Abstract
The current study included the isolation, purification, and identification of Cladophora glomerata that collected from Hassan Al-Hamoud stream near the College of Engineering – University of Diyala, A pure culture of the algae was prepared and then cultured and grown in Chu-13 culture medium under standard conditions (2 ± 25°C, 3000 lux light intensity, and 16:8 light: dark photoperiod), after that the crude alkaloid and active compounds were extracted from the dry biomass of the algae.
The present study aimed to test the effect of the crude alkaloid extract of C. glomerata as an antimicrobial, on the proliferation of human blood lymphocytes and on three cancer cell lines, as well as test its effect on the gene expression of some cellular genes. A chemical detection of some chemical components of C. glomerata extract, showing that the moss contains a group of active compounds such as alkaloids, tannins, phenols, flavonoids, terpenes and glycosides.
The antibacterial activity of the crude alkaloid extract of C. glomerata was detected using etch diffusion method, and the results showed that the highest zone of inhibition at 250 μg/ml was observed for S. aureas and P. mirabilis, which reached (19) mm, followed by P. aeruginosa, K. pneumonia, and E. coli with an inhibition diameter of (13, 14, and 16) mm, respectively. The highest zone of inhibition was observed at a concentration of 125 μg/ml in S. aureas, which reached (16) mm, followed by P. mirabilis and E. coli at the diameter of inhibition (14 and 11) mm, respectively, while there was no obsersed effect for the crude alkaloid extract at 125 µg/ml.in K. pneumonia and P. aeruginosa.
The second test included the effect of the crude alkaloid extract on the division of human blood lymphocytes, where the cells were exposed to a series of prepared concentrations of the alkaloid extract for 24 hours. It showed that the crude alkaloid extract inhibits the division of lymphocytes in human blood in the tropic phase at different rates. The percentage of inhibition increases with increasing concentration, and the percentage of inhibitory cells in the metaphase phase ranged between 0.12 – 3.80% for concentrations from 15.1 – 1000 µg /ml.

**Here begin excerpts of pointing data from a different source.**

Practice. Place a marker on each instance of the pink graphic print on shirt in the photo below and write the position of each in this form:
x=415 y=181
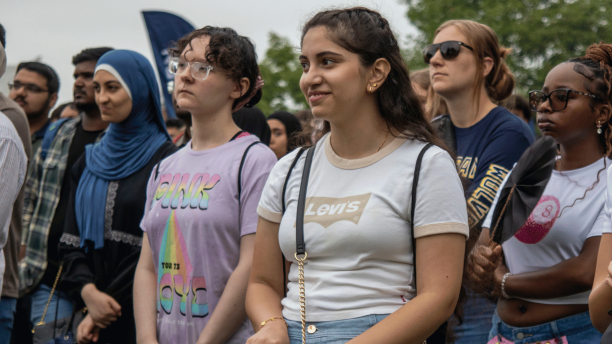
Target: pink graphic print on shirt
x=176 y=273
x=540 y=221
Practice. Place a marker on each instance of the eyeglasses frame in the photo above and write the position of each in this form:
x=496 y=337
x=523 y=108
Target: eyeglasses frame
x=11 y=85
x=190 y=66
x=547 y=97
x=438 y=45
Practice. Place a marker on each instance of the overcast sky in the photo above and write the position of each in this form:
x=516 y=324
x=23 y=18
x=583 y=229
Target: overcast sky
x=57 y=30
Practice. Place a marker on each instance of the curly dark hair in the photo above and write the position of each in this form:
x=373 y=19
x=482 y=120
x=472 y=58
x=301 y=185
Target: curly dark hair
x=90 y=54
x=233 y=53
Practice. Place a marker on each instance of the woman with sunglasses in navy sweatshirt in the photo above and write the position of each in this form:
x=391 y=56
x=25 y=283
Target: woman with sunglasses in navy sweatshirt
x=468 y=70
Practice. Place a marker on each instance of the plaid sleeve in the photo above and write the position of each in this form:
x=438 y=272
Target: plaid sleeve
x=30 y=195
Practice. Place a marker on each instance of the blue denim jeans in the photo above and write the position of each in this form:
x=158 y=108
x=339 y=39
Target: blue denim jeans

The cancer cell lines used in this study included the Hepatocellular carcinoma cancer cell line (HepG2), Henrietta human cervical cancer cell line (HeLa), and the normal Mouse Embryo Fibroblast cell line (MEF). All these lines were treated with different concentrations of the crude alkaloid extract of C. glomerata. The results also showed an inhibitory effect of the crude alkaloid extract of C. glomerata on cancer cells compared to normal cells and the degree of effect depends on the concentration of the extract and the type of cells. The anti-tumor inhibition efficacy was found to increase with increasing concentration of the extract. It was found that the growth rate of the HepG2 cancer cell line was30. 88% at a concentration of (15.1) μg /ml, but increased to84. 90% at a concentration of 1000 μg /ml, while in the growth rate of the HeLa cancer cell line, the lowest inhibition rate was 14. 10 % at a concentration of 15.1 μg /ml and the highest was 88.29 % at a concentration of 1000 μg /ml. In the normal MEF cell line, the lowest inhibition rate was 2.31 % and it was increased to 23.2% at a concentration of 1000 μg /ml.
The half-life inhibitory concentration of the crude alkaloid extract was used on the gene expression of genes encoding heat shock proteins Hsp60, Hsp70, Hsp90 as well as cell death genes Bcl2, P53, and Caspase-8 by real-time polymerase chain reaction using Kapa syber green dye, and morphological changes were observed using Acridine Orange/Propidium Iodide dye and examined using fluorescence light microscopy.
Gene expression results after treatment of cell lines cells with the IC50 of crude alkaloid extract showed that the expression of genes encoding heat shock proteins Hsp 60, Hsp 70, and Hsp 90 were inhibited in the liver cancer cell line (0.44, 0.43, and 0.47), respectively, and in the cervical cancer cell line (0.11, 0.14, and 0.18), respectively. The gene expression of genes encoding apoptosis was increased in all cell lines (HepG2, HeLa, and MEF cell lines), including the Caspase 8 gene, which was (1, 87, 1.99, 3.42) and p53 gene (0.17, 0.22, 1.76) while Bcl2 gene expression (0.51, 0.64, 0.65). The DNA assay also showed nuclear discontinuity and chromatin condensation in cells treated with crude alkaloid extract is a marker of programmed cell death.
The results show that crude alkaloid extract of C. glomerata has an antimicrobial and antitumor effect and could induce apoptosis and inhibit the gene expression of heat shock proteins in cancer cells.